We sat and watched the remains of Maralune smolder.
“Is this what you were expecting?” I asked.
“The dragon quest? I don’t know. I never expected to be here.”
“I know what you mean,” I said.
“Really? Haven’t you spent your whole life basically training for one of these?”
She had a point. “It never seemed real to me, back at the academy. We were training so much, for so long, it seemed like it would never end. I guess part of me expected to just train forever.”
“Oh.”
“And then around the time of the festival, I started to realize that training was really coming to an end,” I tried to explain. “I started to panic, a little, I guess.”
“What did you do?”
“I didn’t do anything. I almost did. I thought about running away and becoming an outsider.”
“I didn’t know.”
“Nobody knew. I didn’t even tell Boe,” I admitted. I realized that for all the anger I felt toward Boe for holding secrets from me, this was one that I’d kept entirely to myself. It felt good to tell Daija, even though I feared how she must be judging me for it.
“But you didn’t run away,” she said.
“No. Too many people are counting on me. What I have to do, it’s too much responsibility. In the end, I couldn’t run away.”
“I feel it too,” Daija said.
“But nobody else expects it of you.”
“That doesn’t matter. Did you decide not to run away because of what everyone else expects from you? Or because of what you expect from yourself?”
I didn’t know the answer.
“I want to do my part to help keep the Realm safe,” Daija said, “I don’t expect everyone else to feel the same way.

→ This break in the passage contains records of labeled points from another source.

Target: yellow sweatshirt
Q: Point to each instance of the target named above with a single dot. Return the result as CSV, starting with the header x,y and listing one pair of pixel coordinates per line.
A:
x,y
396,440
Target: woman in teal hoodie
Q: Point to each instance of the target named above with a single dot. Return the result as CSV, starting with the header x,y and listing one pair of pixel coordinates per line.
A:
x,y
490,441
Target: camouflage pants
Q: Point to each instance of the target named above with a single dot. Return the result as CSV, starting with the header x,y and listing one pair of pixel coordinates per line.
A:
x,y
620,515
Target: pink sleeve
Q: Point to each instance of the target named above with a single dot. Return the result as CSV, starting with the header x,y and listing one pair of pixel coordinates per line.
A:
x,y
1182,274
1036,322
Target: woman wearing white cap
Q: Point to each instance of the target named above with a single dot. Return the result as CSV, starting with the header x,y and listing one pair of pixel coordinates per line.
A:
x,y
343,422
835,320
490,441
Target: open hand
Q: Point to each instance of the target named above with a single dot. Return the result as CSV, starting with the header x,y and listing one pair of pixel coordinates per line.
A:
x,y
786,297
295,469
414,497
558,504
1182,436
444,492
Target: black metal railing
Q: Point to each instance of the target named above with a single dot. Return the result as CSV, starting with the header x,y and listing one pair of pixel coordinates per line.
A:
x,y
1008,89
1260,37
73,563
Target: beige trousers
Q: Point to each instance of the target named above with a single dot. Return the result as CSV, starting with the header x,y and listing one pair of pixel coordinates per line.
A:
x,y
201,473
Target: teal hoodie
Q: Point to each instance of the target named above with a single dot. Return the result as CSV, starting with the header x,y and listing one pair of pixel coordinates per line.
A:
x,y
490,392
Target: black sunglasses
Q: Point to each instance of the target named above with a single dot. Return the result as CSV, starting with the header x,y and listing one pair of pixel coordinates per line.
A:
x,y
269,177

But I think it’s stupid that nobody seems to get to choose for themselves.”
“I definitely know what you mean by that,” I said.

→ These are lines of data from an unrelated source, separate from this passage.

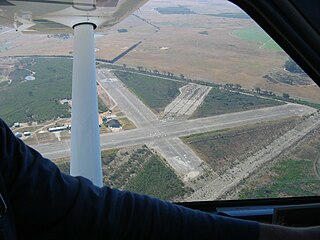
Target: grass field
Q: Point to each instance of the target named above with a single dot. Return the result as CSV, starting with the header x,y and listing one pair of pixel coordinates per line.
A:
x,y
155,92
238,15
255,34
174,10
224,148
37,100
292,174
137,169
142,171
223,101
290,178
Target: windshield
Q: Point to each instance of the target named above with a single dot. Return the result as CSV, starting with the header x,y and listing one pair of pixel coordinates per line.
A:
x,y
196,102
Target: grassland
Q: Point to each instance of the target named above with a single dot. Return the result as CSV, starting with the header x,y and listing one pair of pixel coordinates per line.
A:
x,y
255,34
174,10
137,169
155,92
142,171
238,15
291,174
223,101
291,178
37,100
224,148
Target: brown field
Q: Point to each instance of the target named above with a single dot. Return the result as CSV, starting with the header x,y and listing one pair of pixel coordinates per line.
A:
x,y
219,56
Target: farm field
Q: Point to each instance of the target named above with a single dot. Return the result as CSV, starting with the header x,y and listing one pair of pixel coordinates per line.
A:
x,y
155,92
255,34
222,149
223,101
39,99
292,174
140,170
176,43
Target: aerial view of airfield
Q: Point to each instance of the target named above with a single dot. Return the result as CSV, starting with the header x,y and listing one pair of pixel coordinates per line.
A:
x,y
196,102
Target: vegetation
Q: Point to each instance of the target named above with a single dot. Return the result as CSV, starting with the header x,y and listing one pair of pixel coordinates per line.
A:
x,y
224,148
37,100
256,34
291,178
291,66
239,15
158,180
294,173
138,170
224,101
142,171
204,33
155,92
175,10
122,30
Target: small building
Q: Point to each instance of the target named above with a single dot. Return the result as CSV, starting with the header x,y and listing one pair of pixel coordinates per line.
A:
x,y
27,134
18,134
113,124
58,129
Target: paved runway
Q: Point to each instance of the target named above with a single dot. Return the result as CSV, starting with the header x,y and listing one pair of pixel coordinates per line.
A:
x,y
163,135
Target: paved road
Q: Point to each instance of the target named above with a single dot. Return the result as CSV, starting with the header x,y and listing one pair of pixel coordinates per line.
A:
x,y
228,180
164,135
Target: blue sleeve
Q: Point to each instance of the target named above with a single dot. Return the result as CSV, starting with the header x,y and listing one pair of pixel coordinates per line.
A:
x,y
48,204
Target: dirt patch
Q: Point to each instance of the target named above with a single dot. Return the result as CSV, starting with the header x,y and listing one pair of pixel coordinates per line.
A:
x,y
222,150
291,174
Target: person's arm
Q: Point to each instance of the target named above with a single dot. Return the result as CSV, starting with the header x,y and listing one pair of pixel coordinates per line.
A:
x,y
50,205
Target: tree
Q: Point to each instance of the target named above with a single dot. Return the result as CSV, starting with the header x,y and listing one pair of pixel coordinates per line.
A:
x,y
291,66
285,95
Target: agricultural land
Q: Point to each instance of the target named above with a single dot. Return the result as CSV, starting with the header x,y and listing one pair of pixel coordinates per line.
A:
x,y
140,170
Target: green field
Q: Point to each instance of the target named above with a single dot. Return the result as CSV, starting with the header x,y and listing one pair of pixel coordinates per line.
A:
x,y
290,178
155,92
238,15
175,10
37,100
256,34
139,170
143,172
223,148
223,101
294,173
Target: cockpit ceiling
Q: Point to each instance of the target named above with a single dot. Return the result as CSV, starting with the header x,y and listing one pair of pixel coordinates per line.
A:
x,y
41,16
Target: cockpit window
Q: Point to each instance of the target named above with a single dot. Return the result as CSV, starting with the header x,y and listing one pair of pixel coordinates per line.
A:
x,y
195,102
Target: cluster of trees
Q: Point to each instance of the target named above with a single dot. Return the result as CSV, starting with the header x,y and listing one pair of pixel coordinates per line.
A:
x,y
291,66
159,73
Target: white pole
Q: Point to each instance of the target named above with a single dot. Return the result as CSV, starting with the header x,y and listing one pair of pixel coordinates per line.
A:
x,y
85,138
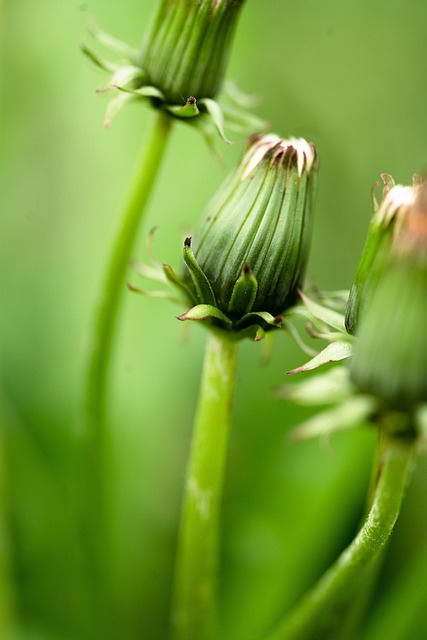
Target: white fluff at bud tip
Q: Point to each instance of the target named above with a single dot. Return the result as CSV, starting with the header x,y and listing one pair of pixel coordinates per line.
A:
x,y
305,152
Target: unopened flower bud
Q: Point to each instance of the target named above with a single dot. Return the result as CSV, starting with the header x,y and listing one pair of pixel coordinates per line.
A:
x,y
248,255
188,48
385,224
390,358
181,66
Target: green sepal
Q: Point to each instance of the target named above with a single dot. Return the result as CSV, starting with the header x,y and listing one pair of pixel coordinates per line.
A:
x,y
189,110
244,293
255,316
349,414
332,353
121,78
217,116
142,92
104,65
205,312
178,284
328,387
165,295
204,291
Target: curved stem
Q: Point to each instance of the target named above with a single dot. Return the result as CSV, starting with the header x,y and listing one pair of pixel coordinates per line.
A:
x,y
96,480
107,310
339,581
194,607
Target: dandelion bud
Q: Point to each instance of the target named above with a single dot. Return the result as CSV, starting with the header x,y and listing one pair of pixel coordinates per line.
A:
x,y
187,51
385,224
249,253
390,358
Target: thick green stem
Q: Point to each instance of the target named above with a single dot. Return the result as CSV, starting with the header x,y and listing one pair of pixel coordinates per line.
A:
x,y
114,285
338,583
95,492
194,606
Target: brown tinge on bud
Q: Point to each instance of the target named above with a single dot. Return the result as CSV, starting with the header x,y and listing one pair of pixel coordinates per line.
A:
x,y
414,230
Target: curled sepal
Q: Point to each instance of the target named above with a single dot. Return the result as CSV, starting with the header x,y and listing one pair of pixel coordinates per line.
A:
x,y
244,293
351,413
189,110
178,284
205,312
332,353
201,283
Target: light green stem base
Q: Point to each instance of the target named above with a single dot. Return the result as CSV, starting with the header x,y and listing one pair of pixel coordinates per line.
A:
x,y
114,286
94,493
194,606
393,469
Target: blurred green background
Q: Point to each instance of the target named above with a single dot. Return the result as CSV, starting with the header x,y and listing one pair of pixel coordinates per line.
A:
x,y
349,76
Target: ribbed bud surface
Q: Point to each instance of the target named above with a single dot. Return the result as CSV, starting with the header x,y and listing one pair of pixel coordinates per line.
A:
x,y
385,224
189,46
390,359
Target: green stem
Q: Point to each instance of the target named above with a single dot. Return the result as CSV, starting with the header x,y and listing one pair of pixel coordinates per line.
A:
x,y
95,491
113,289
337,584
194,606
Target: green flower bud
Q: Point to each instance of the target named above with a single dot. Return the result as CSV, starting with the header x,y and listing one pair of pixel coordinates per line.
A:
x,y
181,66
385,224
390,357
187,51
251,247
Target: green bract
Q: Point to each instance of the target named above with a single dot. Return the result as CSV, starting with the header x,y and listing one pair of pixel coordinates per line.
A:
x,y
247,259
187,50
181,65
390,356
385,224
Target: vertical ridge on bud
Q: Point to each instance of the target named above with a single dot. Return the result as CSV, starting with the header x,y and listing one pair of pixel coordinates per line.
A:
x,y
383,228
261,219
390,358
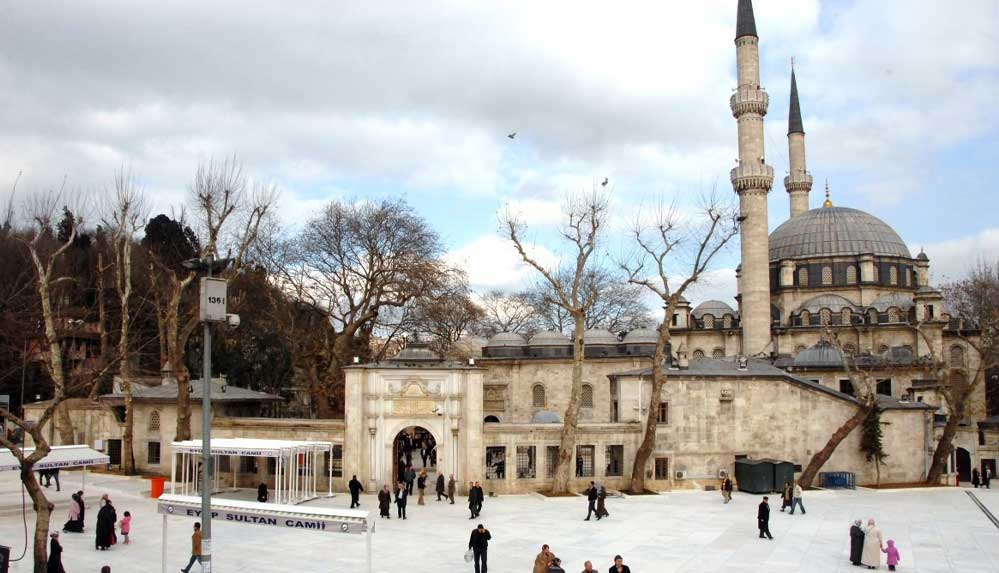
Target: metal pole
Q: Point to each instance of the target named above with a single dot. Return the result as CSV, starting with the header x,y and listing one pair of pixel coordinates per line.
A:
x,y
206,444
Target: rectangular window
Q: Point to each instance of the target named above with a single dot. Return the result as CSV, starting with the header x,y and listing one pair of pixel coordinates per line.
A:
x,y
551,461
584,461
495,462
525,462
615,461
153,453
662,468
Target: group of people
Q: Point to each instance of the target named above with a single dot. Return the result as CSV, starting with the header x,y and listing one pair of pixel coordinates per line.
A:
x,y
982,478
547,562
596,497
867,545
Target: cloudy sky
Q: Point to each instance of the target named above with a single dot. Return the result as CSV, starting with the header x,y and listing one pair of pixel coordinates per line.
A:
x,y
367,99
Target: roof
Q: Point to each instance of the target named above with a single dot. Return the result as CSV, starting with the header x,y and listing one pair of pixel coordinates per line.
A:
x,y
58,457
745,23
794,124
168,393
715,308
828,231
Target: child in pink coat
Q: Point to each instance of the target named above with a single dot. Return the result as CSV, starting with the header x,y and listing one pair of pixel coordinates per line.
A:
x,y
893,556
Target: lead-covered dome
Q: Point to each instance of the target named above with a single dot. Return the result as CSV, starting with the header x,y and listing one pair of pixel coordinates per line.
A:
x,y
829,231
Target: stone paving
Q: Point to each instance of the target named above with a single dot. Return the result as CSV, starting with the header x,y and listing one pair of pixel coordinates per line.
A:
x,y
937,529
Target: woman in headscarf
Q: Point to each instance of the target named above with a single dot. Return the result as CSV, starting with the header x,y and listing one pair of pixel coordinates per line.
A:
x,y
856,542
873,546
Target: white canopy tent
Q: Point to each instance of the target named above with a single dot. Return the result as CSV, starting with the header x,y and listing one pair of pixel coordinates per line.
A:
x,y
295,465
59,457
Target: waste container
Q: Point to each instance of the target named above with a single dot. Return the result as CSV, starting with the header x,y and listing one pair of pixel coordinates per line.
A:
x,y
157,489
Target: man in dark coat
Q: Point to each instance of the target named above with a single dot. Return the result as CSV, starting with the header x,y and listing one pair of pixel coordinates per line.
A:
x,y
355,492
401,498
591,501
856,542
478,542
763,518
440,486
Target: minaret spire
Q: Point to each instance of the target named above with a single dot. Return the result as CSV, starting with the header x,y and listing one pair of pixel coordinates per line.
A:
x,y
752,179
798,182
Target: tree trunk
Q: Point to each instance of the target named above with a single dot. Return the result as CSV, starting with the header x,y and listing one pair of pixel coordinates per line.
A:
x,y
652,419
822,456
567,445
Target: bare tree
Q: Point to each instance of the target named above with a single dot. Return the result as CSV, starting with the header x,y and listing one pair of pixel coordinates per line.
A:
x,y
662,244
573,289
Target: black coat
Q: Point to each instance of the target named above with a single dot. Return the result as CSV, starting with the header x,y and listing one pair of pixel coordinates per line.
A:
x,y
479,540
856,544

“I’m glad you understand.” Daija smiled at me again.
I leaned over and gave her a hug.
“You should go to sleep,” she said to me, gently.
I decided that might be a good idea. “Have a good watch,” I told her.
“Have a good night’s sleep.”
I actually did.
It was two more days before we heard the screams. They were not the ongoing screams of a terrified crowd. These were much worse. These were individuals crying out in shock, fear, pain, and then death as a dragon stalked through their city, sniffing out everyone who hadn’t managed to flee in time, who had taken to cellars or closets or beneath beds in hopes, perhaps, that the Dragonsfire would get them quickly and painlessly. If that was what they’d hoped for, they weren’t getting it. The dragon wanted first to feed.
Our horses refused to approach the city, rightly fearing what was within, so we dismounted and everyone looked at me for orders. I tried to think of the best approach. Port Sandclaw stood before us like the ghost of a city, perfectly preserved but seemingly empty. Its presence was ominous. I felt that if it had been burning then I would have known what to do, but it wasn’t, and I was having trouble focusing. My body kept growing increasingly tense as it waited for the silence to be broken by the sound of another dragon kill.
“We’ll split in two groups. Boe, Daija, come with me around to the far city gate. Gable, Bayrd, stick together and enter through here in a few minutes.” I gestured at a towering gate that stood at the entrance to town. It was hanging ajar. “When you’ve spotted the dragon, yell out and we’ll all converge on him.” Boe and Daija were both taking quick, deep breaths. “I want Bayrd to attack first, but not until I’ve gotten the dragon’s attention. Gable, you provide a secondary distraction and prepare to strike if Bayrd falters.”
I waited for them both to nod their understanding, and then took off running with Boe and Daija trailing behind me. There was an incredibly loud thump of stone crashing to the ground and I looked over the city rooftops trying to spot the dragon. I saw only a plume of dust rise up and cloud the skies. Another scream rang out into the muggy late morning air.